Today even the simplest web app can rely on a diverse mix of online services.

These services support a range of crucial functions in modern applications: Facebook for authentication, Box for storage, Twilio for messaging, Square for payments, Google AdSense for advertising and more.

Moving further down the software stack, it is also becoming increasingly common to weave together apps using even smaller on-demand components, such as Amazon ElastiCache or the cloud-based graph database GrapheneDB.

IBM predicts this trend of gluing together online services into “mesh applications” will accelerate as the number of cloud platforms continues to increase, growing beyond Amazon Web Services, Microsoft Azure, Google Cloud Platform, Heroku, IBM BlueMix, CloudFoundry and others available today.

The challenge for firms is that every time they bolt a new cloud-based service onto an app the company is trusting data and the smooth running of their software to a potentially unknown third party.

A new security model for the cloud

In a world where many different and sometimes geographically dispersed services regularly share data, networking experts say a new approach to application security is needed.

“Despite the shift in how applications are being disaggregated, the management of security between services and tenants remains largely the same: one focused on a perimeter defense with a largely static security configuration,” write researchers from IBM Watson Research Center, the University of Colorado and Princeton University.

“While isolation enables tenants to reason about their perimeter, perimeter defense is widely considered insufficient.”

With the many different cloud services that make up these applications regularly swapping data and commands, attacks on apps can be hard to detect, the researchers argue, as criminals can “rely on their relative anonymity to bypass the perimeter”.

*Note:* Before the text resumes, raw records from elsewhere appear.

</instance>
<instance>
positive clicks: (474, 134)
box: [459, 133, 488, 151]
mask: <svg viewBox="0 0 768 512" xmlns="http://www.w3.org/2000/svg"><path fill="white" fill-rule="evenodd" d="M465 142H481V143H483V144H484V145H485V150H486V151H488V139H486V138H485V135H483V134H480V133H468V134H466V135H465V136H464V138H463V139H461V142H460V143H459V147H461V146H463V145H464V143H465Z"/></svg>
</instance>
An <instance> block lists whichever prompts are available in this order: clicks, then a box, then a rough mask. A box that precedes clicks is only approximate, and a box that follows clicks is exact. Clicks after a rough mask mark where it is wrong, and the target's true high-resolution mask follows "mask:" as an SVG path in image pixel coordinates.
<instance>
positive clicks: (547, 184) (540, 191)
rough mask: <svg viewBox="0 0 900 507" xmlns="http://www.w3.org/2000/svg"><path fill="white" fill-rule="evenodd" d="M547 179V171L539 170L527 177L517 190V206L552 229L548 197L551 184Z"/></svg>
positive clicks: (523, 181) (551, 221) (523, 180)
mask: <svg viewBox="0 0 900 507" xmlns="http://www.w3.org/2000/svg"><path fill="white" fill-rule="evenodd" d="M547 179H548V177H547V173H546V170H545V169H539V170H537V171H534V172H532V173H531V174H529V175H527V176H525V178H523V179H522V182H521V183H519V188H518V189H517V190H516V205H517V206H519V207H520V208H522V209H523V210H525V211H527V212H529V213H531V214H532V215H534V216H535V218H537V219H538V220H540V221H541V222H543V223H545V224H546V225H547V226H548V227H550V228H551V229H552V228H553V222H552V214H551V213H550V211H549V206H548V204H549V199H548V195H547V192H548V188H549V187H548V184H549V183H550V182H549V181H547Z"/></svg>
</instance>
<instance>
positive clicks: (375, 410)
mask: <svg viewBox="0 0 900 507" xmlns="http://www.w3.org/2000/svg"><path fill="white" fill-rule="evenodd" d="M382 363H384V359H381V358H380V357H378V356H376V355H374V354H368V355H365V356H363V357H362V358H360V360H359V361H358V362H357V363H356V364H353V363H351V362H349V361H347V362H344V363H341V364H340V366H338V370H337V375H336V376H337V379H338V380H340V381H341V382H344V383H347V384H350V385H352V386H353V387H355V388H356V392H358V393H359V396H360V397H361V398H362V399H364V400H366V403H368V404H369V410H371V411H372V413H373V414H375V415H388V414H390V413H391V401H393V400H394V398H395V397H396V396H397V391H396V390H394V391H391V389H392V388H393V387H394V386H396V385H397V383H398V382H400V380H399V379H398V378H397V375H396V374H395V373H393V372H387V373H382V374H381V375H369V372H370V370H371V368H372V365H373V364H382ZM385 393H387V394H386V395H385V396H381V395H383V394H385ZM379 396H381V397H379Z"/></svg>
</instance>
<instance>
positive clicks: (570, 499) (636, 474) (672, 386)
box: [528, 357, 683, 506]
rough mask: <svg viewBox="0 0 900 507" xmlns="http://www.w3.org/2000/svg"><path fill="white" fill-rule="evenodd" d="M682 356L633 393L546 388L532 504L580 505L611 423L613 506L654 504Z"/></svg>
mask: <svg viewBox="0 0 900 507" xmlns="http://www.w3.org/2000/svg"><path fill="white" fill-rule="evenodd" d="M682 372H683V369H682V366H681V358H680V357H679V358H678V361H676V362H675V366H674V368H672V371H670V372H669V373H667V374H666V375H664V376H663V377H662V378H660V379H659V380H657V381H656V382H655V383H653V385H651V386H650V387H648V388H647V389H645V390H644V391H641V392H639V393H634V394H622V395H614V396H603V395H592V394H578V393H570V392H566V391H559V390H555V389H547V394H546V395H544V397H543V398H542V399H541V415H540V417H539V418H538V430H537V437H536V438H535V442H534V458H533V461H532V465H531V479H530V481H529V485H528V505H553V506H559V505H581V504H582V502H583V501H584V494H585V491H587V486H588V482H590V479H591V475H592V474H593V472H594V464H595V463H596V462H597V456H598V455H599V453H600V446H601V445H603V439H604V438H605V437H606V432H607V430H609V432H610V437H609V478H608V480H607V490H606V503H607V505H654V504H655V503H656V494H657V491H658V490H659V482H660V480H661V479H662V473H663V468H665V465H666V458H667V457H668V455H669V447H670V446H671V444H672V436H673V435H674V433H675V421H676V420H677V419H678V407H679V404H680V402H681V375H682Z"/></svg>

In such complex systems, software-defined networking (SDN) and network function virtualization (NFV) are increasingly being used to enforce security policies on traffic as it flows over the network.

While the programmable infrastructures that SDN and NFV enable can boost security for these mesh applications, the researchers believe these automated systems need better guidance.

To help address the issue of knowing which cloud services can be trusted, IBM and its research partners have designed an experimental system called Seit, which means reputation in Arabic.

Seit is designed to be integrated into cloud management systems to help track the reputation of different services.

Seit allows cloud-based services to interface with its reputation manager, which acts as a repository for ratings assigned to cloud-based services or tenants. These ratings are based on the past behaviour of these services and are automatically generated from alerts, events, and status updates from the cloud infrastructure components these services rely on, such as firewalls, load balancers and network controllers.

When different online services are preparing to interact, they query Seit to discover each other’s crowd-sourced reputation. Using this information each service can then decide how, and if, they should interact, based on their respective reputations and expectations.

To allow cloud services to engage in this reputation sharing, Seit provides a framework that enables a software shim to be created around cloud infrastructure components. This shim allows cloud services and tenants to interface with Seit’s reputation manager.

The researchers say Seit makes it easier to isolate cloud services and tenants that are likely to cause problems, as well as optimizing communication between services.

Because reputations are updated each time cloud services or tenants interact with each other, Seit also proved able to warn about malicious and problematic behaviour as it emerged. For example, in a recreation of a denial of service (DoS) attack similar to that launched from AWS EC2 instances in 2014, Seit lowered the reputation of the compromised virtual machines spewing out large amounts of DoS traffic, to the point where the instances driving the attack were isolated.

The researchers provide various examples of how they used Seit – including creating an SDN controller that blocked or screened network traffic from virtual machines with a low reputation, allowing a cloud service broker to filter services offered on CloudFoundry by reputation and building a reputation-guided load balancer.

“Using our emulated environment, we show that Seit can provide improved security by isolating malicious tenants, reduced costs by adapting the infrastructure without compromising security, and increased revenues for high quality service providers by enabling reputation to impact discovery,” the researchers claim in the paper.

IBM and its partners have trialled Seit with various cloud and network components, including the Floodlight SDN controller, CloudFoundry, the HAProxy load balancer, the Snort intrusion detection system and the Nagios monitoring system.

In future they plan to integrate more components with Seit, improve the system’s performance and study scalability challenges when managing a large number of components and tenants spread across autonomous clouds in different locations.